When a person has dementia, it means they are losing memories, not feelings. One of my favorite quotes is from Maya Angelou,
“I’ve learned that people will forget what you said, people will forget what you did, but people will never forget how you made them feel.”Maya Angelou
That seems to be true even if your loved-one cannot remember your name or your visit. According to the National Institutes of Health, the elevated feelings of happiness levels of sadness and that persisted well beyond their memory for the events that originally caused the emotion.
Caring Makes a Difference
The month of February is often associated with Valentine’s Day. This year, if possible, let your loved-one know your love for them by giving the best Valentine ever. Your company! Bring lots of smiles, kind words, soft voices, and singing.
No matter where they reside; at their home, in a care home, Memory Unit, or in a Skilled Nursing Facility, those that share in their care need to know who they are as a person. It has been my observation that folks (unconsciously) connect with, relate to, and care more for someone they know. The patient becomes a person instead of bed 6C, or a client number, or something on a to-do list.
When my Mama entered a Skilled Nursing Facility, it took a while for us to acclimate to her new living arrangements. We went from us providing all her care to having strangers provide for her needs. We wanted to be sure that they understood her value. We visited often and over time shared with those providing her care who she was and what she did and enjoyed before dementia struck.
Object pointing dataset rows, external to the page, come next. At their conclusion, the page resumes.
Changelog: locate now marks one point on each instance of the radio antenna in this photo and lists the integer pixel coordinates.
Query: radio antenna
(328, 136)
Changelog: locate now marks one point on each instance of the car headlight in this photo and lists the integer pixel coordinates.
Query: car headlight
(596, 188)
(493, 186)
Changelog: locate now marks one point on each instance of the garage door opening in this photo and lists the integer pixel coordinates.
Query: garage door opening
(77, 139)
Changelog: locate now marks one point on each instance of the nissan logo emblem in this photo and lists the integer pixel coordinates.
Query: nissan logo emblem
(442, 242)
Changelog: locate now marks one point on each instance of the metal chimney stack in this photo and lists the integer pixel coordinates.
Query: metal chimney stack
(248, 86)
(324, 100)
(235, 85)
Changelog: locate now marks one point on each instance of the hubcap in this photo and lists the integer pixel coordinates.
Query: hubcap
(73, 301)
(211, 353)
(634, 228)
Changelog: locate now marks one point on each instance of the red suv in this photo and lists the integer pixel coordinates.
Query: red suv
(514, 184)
Talking about your loved one’s past, and their previous personality is helpful. It helps others appreciate their value, especially if it is accompanied by small gifts, flowers, and cards – things that can be displayed in the room.
Be as Present as Possible
Whenever you are able, take flowers instead of sending them…. unless you live too far away. Then sending flowers conveys a nice message. Deliver cards in person instead of mailing them. Again, if mailing them is the only option, then it’s better to mail than neglect. And send them often. Don’t wait for a birthday, special occasion or holiday. If the Care Staff sees your loved-one receiving flowers, cards and little gifts along with a cheery note, they will realize the person in bed 6C is loved and thought of regularly.
Another idea along those lines is to give every friend and family member a pre-addressed blank card to write their favorite memory involving your loved-one. Ask them, if possible, to bring the card in person – if not, mailing it would work as well. The care staff will see the cards and read the memories to your loved one and begin to see some of the charming characteristics that they possessed prior to dementia. Who knows? Maybe it will trigger other memories…or perhaps your loved one will remember some of the events as well. Even if that doesn’t happen, the time spent together is worth it.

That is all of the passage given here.